Enfant non commun : comment contester la clause de préciput ?

Enfant non commun : comment contester la clause de préciput ?
- avocats au Barreau de Paris | Publié le

Votre père vient de décéder, vous pensez récupérer l’héritage familial, mais vous apprenez que votre belle-mère va prélever la maison de famille en faisant jouer la « clause de préciput ». Qu’est-ce c’est ? Que pouvez-vous faire pour vous défendre ?

À quoi sert une clause de préciput ?

La clause de préciput peut être contenue dans le contrat de mariage et permet lors du décès d’un des époux que le survivant d’entre eux puisse prélever parmi les biens communs, avant tout partage, « soit une certaine somme, soit certains biens en nature, soit une certaine quantité d'une espèce déterminée de biens ». (Article 1515 du Code civil)

Pour rappel, les biens communs sont en principe ceux acquis par un des deux époux mariés en communauté pendant le mariage ainsi que leurs revenus.
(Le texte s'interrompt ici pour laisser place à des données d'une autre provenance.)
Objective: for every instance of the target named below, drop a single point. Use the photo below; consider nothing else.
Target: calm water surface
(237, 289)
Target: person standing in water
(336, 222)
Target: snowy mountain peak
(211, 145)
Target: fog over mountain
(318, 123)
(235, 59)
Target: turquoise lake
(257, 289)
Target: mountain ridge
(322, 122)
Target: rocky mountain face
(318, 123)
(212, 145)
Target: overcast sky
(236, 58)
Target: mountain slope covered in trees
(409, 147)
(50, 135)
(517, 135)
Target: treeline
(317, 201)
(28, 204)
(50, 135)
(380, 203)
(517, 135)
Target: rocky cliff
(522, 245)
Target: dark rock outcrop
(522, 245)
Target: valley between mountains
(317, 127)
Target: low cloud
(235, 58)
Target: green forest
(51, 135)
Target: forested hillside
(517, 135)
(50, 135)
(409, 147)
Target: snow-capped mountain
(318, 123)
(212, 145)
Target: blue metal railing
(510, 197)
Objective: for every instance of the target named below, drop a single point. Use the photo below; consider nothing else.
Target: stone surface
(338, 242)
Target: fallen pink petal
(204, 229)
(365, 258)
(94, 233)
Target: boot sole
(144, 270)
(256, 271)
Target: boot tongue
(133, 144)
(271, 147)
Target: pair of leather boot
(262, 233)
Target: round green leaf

Au décès d’un époux, ils sont habituellement partagés en deux parts égales : la part de l’époux décédé tombe dans son actif successoral.
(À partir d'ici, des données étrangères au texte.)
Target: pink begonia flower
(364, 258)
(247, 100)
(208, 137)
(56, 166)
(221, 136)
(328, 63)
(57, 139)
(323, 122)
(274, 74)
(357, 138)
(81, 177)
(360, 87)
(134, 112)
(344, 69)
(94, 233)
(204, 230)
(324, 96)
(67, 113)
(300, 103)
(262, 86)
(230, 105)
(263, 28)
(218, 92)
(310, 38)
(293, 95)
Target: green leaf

Concrètement, le préciput porte souvent sur le logement de la famille, certains meubles ou biens immobiliers, sommes d’argent, contrats d’assurance-vie, ou encore sur des parts de société ou entreprises.

En quoi la clause de préciput peut porter préjudice aux enfants héritiers ?

La clause de préciput n’existe qu’au profit du conjoint survivant seulement. Celui-ci prélève le ou les biens objets du préciput sans avoir à donner une contrepartie. Ce prélèvement ne s’impute pas non plus sur sa part lors du partage des biens communs.

La clause de préciput n’est pas non plus considérée comme une donation entre époux ou un legs, mais constitue un avantage matrimonial. Ainsi, certains mécanismes de protection de la réserve héréditaire des enfants ne jouent pas, tels que l’action en réduction pour atteinte à la réserve.

Quand le montant des biens communs est inférieur à celui du préciput, le conjoint survivant peut toujours exercer son préciput, son prélèvement sera néanmoins réduit aux biens communs restants. Mais surtout, la communauté sera vidée, et donc aucun bien ne retombera dans la succession du défunt.

L’héritier lésé peut-il jouer sur les délais pour se défendre ?

Aucun délai n’est prévu par la loi pour prélever le bien. Cependant, il faudra analyser le contrat de mariage et vérifier s’il contient une stipulation selon laquelle le conjoint survivant doit exercer sa faculté de préciput avant un certain délai, et qu’une fois ce délai expiré, il est considéré comme ayant renoncé à ce droit de prélèvement.

D’autres démarches sont possibles pour réduire au maximum l’atteinte à vos droits.

Quelles sont les conditions pour exercer cette action en retranchement ?

L’action en retranchement est une sorte d’action en réduction, prévue par la loi en faveur des enfants réservataires et plus particulièrement ceux issus d’une union antérieure du défunt. Elle sert à protéger ces enfants contre un avantage matrimonial excessif fait au profit du conjoint survivant, c’est-à-dire lorsque le profit retiré par le conjoint survivant excède les limites de ce que le défunt pouvait disposer à titre gratuit à son conjoint (c’est-à-dire la quotité disponible spéciale entre époux).

Pour que l’action soit ouverte, encore faut-il réunir toutes les conditions exigées par la loi, notamment celles-ci :

  • La succession doit être ouverte, ce qui signifie que vous ne pouvez agir qu’après le décès de votre parent.
  • Les enfants d’une union antérieure doivent accepter la succession et donc ni être indigne, ni renonçant.

Quelles sont les conséquences d’une telle action ?

Les conséquences civiles de l’action en retranchement s’étendent à toute la famille : afin de respecter l’égalité entre tous les enfants, les enfants communs profiteront aussi de la réduction de l’avantage matrimonial.

Il faut noter aussi que l’exercice de cette action emporte des impacts fiscaux : la fraction piétinant la réserve des enfants deviendra taxable. Pour mémoire, si l’avantage matrimonial ne subit pas l’action en retranchement, le conjoint survivant ne devrait payer aucun droit de mutation pour ce prélèvement.

Lorsque la famille recomposée s’entend très bien, les enfants peuvent renoncer à l’exercice de cette action.  Mais la réalité est souvent bien différente.